Lastly, it is said that reversible error was committed when the trial court substituted for the standard instruction theretofore used on the consequences of a finding of not guilty by reason of insanity, the instruction more latterly prescribed by us in Bolton v. Harris, 130 U.S.App.D.C. 1, 10 n. 50, 395 F.2d 642, 651 n. 50 (1968). See also United States v. Grimes, 137 U.S.App.D.C. 184, 421 F.2d 1119 (1969), cert. denied, 398 U.S. 932, 90 S.Ct. 1831, 26 L.Ed.2d 98 (1970). Defense counsel explicitly represented on the record that he had no objection to this substitution; and the error, if any, is surely not of the “plain” variety contemplated by Rule 52(b), Fed.R.Crim.P.
Affirmed.
. 14 D.C.Code § 307 is a statutory recognition of the physician-patient privilege, but tliere are express exceptions for both death cases and the defense of insanity. The statutory language is as follows:
(a) In the courts of the District of Columbia a physician or surgeon may not be permitted, without the consent of the person afflicted, or of his legal representative, to disclose any information, confidential in its nature, that he has acquired in attending a patient in a professional capacity and that was necessary to enable him to act in that capacity, whether the information was obtained from the patient or from his family or from the person or persons in charge of him.

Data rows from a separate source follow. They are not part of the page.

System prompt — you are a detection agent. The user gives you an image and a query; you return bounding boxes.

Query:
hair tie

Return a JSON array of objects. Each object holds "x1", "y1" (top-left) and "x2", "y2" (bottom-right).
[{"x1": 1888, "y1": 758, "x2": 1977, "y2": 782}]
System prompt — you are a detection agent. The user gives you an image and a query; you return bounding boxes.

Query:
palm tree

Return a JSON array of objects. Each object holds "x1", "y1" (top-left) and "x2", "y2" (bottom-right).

(b) This section does not apply to:
(1) evidence in criminal cases where the accused is charged with causing the death of, or inflicting injuries upon, a human being, and the disclosure is required in the interests of public justice; or
(2) evidence relating to the mental competency or sanity of an accused in criminal trials where the accused raises the defense of insanity, or in the pretrial or posttrial proceedings involving a criminal case where a question arises concerning the mental condition of an accused or convicted person.
. The Advisory Committee on Federal Rules of Criminal Procedure comments as follows in its Note to Rule 16(c) :
While the government normally has resources adequate to secure the information necessary for trial, there are some situations in which mutual disclosure would appear necessary to prevent the defendant from obtaining an unfair advantage. For example, in cases where both prosecution and defense have employed experts to make psychiatric examinations, it seems as important for the government to study the opinions of the experts to be called by the defendant in order to prepare for trial as it does for the defendant to study those of the government’s witnesses.